Since the p01 and p5 FMAs are physically next to each other, they can send data to each other with no latency. But getting from the p5 FMA to the register file and the other execution units takes longer since it needs to traverse the area of the p01 FMA.

[QUOTE=Mysticial;500435]I didn't know anything about that retraction, though digging up Intel's manual, it looks like it's more complicated than that.[/quote]

My bad.

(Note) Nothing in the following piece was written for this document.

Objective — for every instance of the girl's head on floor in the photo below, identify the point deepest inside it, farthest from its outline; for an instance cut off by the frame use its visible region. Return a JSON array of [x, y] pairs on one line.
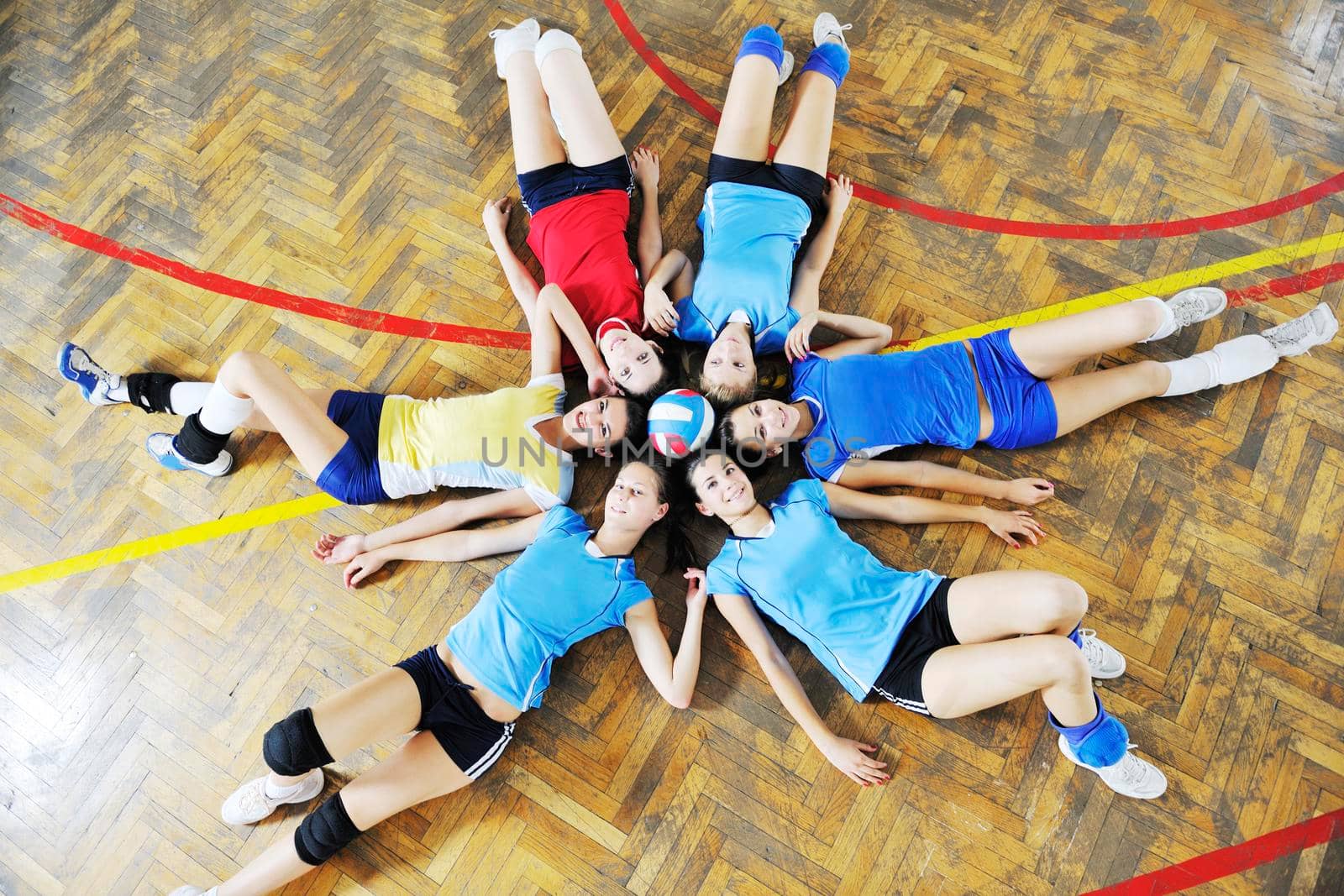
[[635, 363], [729, 375], [721, 486]]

I was remembering the controversy over whether the 6 and 8-core Skylake X's had full AVX512 throughput.

[quote]Section 15.17: [URL]https://software.intel.com/sites/default/files/managed/9e/bc/64-ia-32-architectures-optimization-manual.pdf[/URL]

To summarize, p5 FMA does have a 1 cycle latency to get to and from it. But only if the data is not coming from *any* FMA unit.

IOW, the 1 cycle latency doesn't exist if you move from p01 FMA <-> p5 FMA. But it does if you go from p5 FMA to anything else - including the p5 shuffle.[/quote]

Good info, I'll study it thoroughly. I need to see if this explains all my timings.